Summary

4.4 Coordinate Systems

Theorem 1 (Theorem 8) Let \(\mathcal{B}=\left\{\mathbf{b}_1, \ldots, \mathbf{b}_n\right\}\) be a basis for a vector space \(V\). Then the coordinate mapping \(\mathbf{x} \mapsto[\mathbf{x}]_{\mathcal{B}}\) is a one-to-one linear transformation from \(V\) onto \(\mathbb{R}^n\).

Remark

Remark. What this theorem means is that for a transformation \(T: V \to \mathbb{R}^n\) which is defined as \(\mathbf{x} \mapsto [\mathbf{x}]_{\mathcal{B}}\), \(T\) is a linear transformation and is both one-to-one and onto.

Exercise 1 (Practice Problem 2) The set \(\mathcal{B}=\left\{1+t, 1+t^2, t+t^2\right\}\) is a basis for \(\mathbb{P}_2\). Find the coordinate vector of \(\mathbf{p}(t)=6+3 t-t^2\) relative to \(\mathcal{B}\).

Remark

Remark. One way to solve this is to equate the coefficients of the equation \[c_1(1+t) + c_2(1+t^2) + c_3(t+t^2)=6+3 t-t^2\] and solve for \(c_1,c_2,c_3\).

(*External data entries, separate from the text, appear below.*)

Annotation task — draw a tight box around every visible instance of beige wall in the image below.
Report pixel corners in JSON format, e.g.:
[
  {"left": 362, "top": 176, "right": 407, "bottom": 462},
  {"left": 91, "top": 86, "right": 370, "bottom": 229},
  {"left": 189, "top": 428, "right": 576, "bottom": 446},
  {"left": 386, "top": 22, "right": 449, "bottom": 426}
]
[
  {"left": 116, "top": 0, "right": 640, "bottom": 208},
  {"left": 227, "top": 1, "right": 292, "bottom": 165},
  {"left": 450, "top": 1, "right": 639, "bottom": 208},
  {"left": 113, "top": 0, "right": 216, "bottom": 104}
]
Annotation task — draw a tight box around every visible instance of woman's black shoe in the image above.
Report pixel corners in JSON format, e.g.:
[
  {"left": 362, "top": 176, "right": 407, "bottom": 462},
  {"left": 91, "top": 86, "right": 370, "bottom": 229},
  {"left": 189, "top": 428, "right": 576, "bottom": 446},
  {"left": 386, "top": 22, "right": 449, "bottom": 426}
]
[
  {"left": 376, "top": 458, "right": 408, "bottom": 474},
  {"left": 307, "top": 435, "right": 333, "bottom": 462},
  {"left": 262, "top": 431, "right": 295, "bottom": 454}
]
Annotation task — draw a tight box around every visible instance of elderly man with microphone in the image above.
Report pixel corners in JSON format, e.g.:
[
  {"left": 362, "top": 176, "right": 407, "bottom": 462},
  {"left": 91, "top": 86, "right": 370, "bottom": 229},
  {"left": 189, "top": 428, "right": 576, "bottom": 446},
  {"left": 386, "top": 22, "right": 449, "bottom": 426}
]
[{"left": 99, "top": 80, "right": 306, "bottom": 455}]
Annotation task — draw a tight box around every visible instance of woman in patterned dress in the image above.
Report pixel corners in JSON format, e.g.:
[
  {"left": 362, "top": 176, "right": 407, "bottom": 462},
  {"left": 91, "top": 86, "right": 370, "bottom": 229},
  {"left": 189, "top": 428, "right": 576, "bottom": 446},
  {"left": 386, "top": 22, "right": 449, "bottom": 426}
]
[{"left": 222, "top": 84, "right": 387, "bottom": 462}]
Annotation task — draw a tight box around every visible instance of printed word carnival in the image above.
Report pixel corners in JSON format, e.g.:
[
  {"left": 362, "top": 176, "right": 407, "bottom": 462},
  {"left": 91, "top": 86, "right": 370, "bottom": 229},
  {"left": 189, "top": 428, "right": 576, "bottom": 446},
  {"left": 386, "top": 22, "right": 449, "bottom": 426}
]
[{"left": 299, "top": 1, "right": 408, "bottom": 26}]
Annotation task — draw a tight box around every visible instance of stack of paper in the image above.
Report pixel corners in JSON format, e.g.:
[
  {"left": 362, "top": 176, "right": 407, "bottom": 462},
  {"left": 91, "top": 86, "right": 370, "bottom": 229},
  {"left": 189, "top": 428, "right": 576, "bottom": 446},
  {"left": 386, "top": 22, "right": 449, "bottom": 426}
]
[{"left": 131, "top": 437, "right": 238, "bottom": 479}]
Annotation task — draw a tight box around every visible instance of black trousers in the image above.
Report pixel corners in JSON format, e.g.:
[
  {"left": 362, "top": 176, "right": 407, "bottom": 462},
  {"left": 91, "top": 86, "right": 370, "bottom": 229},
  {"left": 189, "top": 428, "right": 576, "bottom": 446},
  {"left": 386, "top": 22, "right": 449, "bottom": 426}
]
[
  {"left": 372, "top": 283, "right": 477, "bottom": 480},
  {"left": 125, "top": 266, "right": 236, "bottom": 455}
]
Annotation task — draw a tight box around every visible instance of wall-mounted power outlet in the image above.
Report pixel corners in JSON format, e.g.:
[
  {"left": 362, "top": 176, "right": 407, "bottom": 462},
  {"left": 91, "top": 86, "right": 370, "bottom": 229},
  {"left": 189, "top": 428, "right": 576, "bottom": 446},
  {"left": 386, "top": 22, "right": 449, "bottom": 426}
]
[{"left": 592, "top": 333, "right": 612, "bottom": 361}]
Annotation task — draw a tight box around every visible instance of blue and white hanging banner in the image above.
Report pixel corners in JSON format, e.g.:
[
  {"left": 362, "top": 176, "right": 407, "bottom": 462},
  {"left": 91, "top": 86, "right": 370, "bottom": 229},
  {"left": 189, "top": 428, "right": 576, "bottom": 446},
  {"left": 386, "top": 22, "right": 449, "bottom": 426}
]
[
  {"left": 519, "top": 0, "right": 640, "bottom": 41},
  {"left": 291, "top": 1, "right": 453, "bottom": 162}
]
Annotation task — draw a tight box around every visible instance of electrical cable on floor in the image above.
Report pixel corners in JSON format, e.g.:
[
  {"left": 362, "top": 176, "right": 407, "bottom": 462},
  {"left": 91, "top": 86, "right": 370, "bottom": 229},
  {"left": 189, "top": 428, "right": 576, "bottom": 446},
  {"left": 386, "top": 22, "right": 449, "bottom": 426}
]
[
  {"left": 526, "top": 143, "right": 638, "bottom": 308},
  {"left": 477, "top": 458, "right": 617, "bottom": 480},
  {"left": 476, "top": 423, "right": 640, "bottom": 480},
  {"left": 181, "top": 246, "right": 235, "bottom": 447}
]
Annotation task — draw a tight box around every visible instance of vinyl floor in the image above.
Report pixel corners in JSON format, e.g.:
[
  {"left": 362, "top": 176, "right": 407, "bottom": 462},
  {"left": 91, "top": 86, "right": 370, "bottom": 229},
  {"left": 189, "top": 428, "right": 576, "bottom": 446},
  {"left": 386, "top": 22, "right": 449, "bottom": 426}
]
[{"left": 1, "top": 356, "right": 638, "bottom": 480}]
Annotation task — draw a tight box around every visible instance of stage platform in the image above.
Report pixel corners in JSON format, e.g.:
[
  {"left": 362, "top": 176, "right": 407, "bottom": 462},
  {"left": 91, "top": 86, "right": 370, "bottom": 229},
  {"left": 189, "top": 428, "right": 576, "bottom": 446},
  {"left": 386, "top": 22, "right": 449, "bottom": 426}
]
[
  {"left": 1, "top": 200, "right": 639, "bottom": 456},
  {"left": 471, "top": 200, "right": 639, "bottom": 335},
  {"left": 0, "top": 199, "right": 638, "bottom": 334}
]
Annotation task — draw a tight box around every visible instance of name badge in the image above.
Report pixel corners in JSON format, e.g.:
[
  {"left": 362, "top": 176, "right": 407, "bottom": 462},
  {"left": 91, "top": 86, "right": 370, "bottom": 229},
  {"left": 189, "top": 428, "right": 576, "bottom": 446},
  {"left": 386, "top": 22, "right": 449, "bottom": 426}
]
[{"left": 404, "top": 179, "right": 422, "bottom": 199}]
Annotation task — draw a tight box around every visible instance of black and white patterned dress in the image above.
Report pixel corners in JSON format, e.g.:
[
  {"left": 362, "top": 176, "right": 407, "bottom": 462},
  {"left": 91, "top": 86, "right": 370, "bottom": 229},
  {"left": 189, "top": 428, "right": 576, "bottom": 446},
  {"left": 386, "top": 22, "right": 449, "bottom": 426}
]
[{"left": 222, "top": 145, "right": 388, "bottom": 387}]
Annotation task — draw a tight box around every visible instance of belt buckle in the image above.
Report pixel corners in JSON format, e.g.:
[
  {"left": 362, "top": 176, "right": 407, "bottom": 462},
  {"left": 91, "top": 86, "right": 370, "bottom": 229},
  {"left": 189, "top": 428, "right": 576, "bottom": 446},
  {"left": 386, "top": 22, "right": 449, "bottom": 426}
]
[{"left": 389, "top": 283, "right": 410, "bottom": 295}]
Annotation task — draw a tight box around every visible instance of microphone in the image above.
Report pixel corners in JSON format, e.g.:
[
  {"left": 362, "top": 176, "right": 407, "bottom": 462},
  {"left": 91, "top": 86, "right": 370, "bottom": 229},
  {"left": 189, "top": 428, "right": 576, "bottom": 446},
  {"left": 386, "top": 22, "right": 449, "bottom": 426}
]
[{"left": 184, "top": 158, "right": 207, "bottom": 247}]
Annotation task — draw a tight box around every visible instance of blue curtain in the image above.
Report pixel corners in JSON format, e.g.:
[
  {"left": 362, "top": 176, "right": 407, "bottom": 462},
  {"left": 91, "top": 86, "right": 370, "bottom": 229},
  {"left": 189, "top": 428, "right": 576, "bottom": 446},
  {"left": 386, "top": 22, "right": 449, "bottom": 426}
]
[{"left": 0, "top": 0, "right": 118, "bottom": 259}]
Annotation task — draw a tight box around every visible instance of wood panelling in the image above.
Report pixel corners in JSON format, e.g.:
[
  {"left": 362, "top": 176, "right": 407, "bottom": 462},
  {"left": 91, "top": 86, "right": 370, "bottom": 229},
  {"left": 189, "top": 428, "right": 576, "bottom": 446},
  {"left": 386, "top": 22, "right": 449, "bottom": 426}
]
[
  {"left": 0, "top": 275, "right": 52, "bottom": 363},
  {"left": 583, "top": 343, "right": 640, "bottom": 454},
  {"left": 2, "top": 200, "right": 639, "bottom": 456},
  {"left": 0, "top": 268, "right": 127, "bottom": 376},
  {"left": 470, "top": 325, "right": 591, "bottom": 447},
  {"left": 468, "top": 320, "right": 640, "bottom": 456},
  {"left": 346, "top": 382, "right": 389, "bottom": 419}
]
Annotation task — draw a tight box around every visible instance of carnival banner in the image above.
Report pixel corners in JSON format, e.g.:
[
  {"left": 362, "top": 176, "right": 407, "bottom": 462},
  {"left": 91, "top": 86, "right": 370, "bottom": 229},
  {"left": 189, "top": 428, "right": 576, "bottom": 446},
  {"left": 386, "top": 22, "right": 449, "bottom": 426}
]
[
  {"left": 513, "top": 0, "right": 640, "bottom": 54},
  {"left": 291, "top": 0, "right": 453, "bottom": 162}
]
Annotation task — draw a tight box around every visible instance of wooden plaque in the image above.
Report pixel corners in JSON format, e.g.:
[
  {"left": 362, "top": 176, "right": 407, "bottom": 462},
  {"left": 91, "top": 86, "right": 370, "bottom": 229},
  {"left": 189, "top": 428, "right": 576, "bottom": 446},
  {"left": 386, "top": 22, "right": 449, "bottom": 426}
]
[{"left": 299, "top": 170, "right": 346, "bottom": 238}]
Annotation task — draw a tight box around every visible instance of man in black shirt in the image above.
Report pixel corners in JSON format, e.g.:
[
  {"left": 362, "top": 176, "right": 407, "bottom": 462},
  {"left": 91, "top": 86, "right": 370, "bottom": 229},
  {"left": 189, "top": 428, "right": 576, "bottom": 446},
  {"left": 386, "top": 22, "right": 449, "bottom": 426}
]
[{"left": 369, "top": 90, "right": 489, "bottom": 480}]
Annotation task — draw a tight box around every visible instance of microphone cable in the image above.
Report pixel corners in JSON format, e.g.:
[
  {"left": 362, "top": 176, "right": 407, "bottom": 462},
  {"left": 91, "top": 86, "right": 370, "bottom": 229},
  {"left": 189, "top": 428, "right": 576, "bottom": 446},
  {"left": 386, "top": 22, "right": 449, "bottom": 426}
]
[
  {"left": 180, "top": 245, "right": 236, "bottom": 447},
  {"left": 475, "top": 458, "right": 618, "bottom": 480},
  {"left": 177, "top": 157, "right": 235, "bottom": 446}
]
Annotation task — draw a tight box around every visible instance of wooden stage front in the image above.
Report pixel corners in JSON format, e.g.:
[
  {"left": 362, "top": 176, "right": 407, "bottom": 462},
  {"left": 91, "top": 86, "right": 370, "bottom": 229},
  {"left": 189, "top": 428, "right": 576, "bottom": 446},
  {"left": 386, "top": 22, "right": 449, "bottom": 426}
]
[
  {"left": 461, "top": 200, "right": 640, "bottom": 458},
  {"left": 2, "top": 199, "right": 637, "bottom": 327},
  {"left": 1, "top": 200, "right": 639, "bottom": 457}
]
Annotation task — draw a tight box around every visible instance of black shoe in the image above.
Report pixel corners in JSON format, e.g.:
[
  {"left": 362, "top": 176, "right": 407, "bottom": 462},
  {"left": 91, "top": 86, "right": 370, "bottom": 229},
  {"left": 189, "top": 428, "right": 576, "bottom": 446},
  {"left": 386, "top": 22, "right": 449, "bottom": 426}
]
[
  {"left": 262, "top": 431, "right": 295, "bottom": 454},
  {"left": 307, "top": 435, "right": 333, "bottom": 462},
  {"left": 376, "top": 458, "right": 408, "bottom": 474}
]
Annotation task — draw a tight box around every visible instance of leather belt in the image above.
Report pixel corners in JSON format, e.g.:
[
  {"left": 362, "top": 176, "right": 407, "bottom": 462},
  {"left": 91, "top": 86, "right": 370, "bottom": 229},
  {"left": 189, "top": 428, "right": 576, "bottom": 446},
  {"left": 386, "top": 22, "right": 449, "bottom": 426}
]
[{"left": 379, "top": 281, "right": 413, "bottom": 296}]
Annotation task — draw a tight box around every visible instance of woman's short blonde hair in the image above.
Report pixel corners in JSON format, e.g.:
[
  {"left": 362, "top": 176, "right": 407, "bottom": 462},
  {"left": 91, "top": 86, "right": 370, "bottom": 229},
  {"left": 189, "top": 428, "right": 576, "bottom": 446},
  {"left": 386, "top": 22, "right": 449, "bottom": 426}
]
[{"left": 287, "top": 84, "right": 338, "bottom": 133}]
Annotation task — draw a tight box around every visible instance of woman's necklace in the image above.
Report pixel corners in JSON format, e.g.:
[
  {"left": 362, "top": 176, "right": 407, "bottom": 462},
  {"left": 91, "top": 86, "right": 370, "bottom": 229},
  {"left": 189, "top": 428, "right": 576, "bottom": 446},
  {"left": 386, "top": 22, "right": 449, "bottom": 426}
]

However, by observation, we can also first write \(1+t,1+t^2,t+t^2,6+3t-t^2\) as \(\begin{bmatrix}1\\ 1\\ 0\end{bmatrix}, \begin{bmatrix}1\\ 0\\ 1\end{bmatrix}, \begin{bmatrix}0\\ 1\\ 1\end{bmatrix}, \begin{bmatrix}6\\ 3\\ -1\end{bmatrix}\). Then, as for subspaces in \(\mathbb{R}\), we solve the coefficients \(\mathbf{c}\) using row reduction.

Why does this method work?

Let \(T: \mathbf{x} \mapsto [\mathbf{x}]_\mathcal{B}\), so \(T\) is a bijective linear transformation.

\[\begin{align} T(c_1\mathbf{b}_1 + \cdots + c_n\mathbf{b}_n) &= c_1 T(\mathbf{b}_1) + \cdots + c_n T(\mathbf{b}_n) \\ &= T(\mathbf{p}) \end{align}\]

where \(T(\mathbf{b}_1),\dots,T(\mathbf{b}_n)\) are the coordinate vectors of the basis. Since \(T\) is bijective, we can apply \(T^{-1}\) to both side of the equation. Reversing the steps gives the same coefficients.